Causes of Accidents and Fatalities
Speed and distracted driving were cited as the biggest reasons for car crashes. Failing to fasten seat belt is also on the rise.
Motor vehicle crashes involving a teen driver increased by 2.6%. Speeding related teen driver crashes increased by 0.5%. A total of 77 fatal crashes resulted in the death of 81 teens. Out of these fatalities, 53% were due to a lack of seat belt usage, 22.2% were alcohol-related, and 45.7% were speed related.
30.7% of all fatalities in the state were related to speeding. 42% of the fatalities included people who were unbelted while 30.1% fatalities were alcohol-related. Distracted driving accounted for 11.7% of the total fatalities.
Lower gas prices and an improving economy have also played a role in the increase in car crash fatalities and accidents. More people are on the road, including teen drivers and more miles are traveled due to low gas prices.
The highest number of alcohol-related fatalities and speeding related fatalities were reported within the 20 to 29 age brackets.
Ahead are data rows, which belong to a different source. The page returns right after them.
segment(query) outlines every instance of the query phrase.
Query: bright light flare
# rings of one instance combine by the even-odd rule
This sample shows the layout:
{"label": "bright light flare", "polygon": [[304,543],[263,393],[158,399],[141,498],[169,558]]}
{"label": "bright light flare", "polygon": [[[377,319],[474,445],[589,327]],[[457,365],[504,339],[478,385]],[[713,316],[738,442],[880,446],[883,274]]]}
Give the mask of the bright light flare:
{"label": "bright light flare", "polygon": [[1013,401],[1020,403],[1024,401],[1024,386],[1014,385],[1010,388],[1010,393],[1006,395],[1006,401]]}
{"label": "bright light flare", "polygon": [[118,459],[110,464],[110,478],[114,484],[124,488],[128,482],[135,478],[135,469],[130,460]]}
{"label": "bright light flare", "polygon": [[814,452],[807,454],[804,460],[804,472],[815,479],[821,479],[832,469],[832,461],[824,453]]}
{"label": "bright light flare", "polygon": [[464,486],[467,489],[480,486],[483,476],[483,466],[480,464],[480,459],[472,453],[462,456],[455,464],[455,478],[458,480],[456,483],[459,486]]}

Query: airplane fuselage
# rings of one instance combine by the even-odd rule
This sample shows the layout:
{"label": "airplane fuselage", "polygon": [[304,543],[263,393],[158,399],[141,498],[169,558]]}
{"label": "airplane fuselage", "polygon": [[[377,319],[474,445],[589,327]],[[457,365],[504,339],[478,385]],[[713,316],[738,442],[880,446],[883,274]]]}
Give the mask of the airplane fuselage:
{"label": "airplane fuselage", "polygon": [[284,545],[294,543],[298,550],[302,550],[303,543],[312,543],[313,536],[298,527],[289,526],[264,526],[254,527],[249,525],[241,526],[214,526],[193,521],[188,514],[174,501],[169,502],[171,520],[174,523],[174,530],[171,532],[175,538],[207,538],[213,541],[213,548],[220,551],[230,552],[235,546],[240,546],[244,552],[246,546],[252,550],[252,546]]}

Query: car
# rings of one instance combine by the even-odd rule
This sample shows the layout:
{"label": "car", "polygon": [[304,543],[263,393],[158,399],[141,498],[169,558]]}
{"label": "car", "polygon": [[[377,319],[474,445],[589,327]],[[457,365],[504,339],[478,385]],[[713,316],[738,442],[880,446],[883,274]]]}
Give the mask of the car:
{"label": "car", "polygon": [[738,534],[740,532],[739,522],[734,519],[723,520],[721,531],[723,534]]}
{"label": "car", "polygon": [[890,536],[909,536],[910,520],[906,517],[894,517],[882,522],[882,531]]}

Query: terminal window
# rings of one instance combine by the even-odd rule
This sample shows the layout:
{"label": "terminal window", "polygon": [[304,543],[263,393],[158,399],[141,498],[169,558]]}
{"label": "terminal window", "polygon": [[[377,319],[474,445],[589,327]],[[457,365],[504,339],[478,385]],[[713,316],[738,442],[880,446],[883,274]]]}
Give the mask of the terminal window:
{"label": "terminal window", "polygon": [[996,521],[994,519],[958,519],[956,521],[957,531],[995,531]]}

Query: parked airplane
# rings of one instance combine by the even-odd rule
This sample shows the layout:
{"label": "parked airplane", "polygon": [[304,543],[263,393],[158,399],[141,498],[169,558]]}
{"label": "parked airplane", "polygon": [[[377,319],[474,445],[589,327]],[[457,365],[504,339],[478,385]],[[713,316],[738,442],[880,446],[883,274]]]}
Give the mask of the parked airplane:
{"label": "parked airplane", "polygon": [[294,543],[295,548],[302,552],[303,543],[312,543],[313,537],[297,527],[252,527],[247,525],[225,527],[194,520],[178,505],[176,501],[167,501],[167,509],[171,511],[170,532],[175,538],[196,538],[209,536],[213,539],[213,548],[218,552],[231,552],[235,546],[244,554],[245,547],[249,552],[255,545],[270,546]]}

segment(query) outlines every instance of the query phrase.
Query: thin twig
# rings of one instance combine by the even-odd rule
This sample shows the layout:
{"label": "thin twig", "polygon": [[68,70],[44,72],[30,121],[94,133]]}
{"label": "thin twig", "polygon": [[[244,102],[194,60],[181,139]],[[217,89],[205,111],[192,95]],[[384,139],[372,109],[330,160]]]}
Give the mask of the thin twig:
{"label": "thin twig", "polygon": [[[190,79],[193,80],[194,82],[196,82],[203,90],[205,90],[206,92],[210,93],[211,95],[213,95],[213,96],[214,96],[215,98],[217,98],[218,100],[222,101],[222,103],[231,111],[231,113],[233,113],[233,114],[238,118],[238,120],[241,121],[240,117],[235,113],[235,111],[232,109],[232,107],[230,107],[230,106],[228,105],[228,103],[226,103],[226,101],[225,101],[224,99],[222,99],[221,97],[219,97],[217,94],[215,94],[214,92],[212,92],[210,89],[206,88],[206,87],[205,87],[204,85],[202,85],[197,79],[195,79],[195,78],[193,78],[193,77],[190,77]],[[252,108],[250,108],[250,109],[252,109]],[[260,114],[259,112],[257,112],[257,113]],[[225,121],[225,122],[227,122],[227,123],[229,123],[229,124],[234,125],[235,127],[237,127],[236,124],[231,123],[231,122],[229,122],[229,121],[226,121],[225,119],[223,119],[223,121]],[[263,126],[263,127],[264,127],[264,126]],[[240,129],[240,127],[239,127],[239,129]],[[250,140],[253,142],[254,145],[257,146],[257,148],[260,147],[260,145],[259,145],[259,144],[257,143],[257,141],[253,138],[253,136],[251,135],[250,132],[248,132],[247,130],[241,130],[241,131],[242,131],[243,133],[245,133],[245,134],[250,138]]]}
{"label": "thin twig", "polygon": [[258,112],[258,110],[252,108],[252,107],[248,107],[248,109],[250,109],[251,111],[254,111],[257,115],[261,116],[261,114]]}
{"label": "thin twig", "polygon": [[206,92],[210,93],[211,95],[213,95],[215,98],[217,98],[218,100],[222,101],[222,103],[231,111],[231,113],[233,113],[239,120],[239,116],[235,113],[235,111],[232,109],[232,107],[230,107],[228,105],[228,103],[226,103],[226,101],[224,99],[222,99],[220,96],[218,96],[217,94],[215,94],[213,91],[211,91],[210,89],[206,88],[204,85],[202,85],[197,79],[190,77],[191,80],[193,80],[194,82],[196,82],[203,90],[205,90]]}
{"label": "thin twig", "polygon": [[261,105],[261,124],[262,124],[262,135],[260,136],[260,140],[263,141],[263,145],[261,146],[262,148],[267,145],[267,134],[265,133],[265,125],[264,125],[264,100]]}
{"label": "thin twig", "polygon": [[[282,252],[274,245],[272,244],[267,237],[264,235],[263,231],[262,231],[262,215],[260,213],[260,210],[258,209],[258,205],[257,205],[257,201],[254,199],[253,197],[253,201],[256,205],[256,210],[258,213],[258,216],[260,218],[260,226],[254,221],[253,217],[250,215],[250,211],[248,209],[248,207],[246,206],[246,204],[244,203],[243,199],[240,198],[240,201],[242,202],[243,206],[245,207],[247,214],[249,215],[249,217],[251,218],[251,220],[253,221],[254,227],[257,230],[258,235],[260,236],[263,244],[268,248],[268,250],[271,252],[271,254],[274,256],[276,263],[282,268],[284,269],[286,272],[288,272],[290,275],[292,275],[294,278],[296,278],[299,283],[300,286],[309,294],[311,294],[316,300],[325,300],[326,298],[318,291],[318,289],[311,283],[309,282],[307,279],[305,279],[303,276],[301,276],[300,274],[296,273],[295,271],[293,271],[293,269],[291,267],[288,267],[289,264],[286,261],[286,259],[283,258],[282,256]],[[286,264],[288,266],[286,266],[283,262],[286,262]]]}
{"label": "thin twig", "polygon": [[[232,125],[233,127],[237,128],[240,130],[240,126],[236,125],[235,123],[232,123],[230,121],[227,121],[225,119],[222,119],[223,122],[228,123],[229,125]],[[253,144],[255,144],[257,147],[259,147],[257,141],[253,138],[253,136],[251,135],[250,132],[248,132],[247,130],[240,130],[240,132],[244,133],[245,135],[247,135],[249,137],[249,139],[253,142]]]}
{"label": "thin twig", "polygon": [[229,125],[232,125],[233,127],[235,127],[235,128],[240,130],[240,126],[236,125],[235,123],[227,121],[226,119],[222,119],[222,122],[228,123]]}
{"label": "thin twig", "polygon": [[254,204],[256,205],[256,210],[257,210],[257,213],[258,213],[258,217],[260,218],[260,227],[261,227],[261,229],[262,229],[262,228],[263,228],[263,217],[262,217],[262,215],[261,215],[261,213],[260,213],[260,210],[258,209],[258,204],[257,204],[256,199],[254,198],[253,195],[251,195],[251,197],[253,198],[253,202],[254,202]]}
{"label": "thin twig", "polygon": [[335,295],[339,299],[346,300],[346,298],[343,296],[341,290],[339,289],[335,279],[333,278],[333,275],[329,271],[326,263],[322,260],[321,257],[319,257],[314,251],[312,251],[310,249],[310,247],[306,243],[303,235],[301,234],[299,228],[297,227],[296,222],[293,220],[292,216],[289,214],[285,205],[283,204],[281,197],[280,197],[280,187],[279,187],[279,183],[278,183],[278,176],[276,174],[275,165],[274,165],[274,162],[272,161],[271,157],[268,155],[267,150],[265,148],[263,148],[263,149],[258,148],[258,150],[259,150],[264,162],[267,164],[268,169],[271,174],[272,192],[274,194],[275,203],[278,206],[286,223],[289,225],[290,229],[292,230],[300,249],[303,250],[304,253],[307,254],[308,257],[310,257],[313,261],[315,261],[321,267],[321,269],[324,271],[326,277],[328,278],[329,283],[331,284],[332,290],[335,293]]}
This group also had the highest number of unbelted fatalities and fatalities due to improper lane departure.
Drivers distracted by a cell phone contributed to 1264 crashes in 2015. 13 of these crashes were fatal. In 2014, 1132 crashes resulted due to cell phone use resulting in 9 fatalities. Despite the fact that a texting while driving law is in effect in North Carolina, it is still a challenge to get the evidence to prove such a charge. Less than half of those charged actually get convicted. The National Highway Traffic Safety Administration reports that 10% of all drivers in the 15-19 years age group are distracted. Those in their 20s account for 38% of all distracted drivers who used a cell phone and were involved in a fatal crash.
72.3% of all crashes in the state occurred between 7 am to 6:59 pm. Motor vehicle fatalities were highest in May followed by September and July.
Out of 1380 fatalities in 2015, 405 deaths were within ages 20-29, 314 within ages 30-39, 296 in the 40-49 ages, 280 within the 50-59 group, 195 within the 50-59 age bracket, 195 within 60-69, 108 within the 70-79 group, 64 within ages 80-89 and 9 within the 80-89 age group.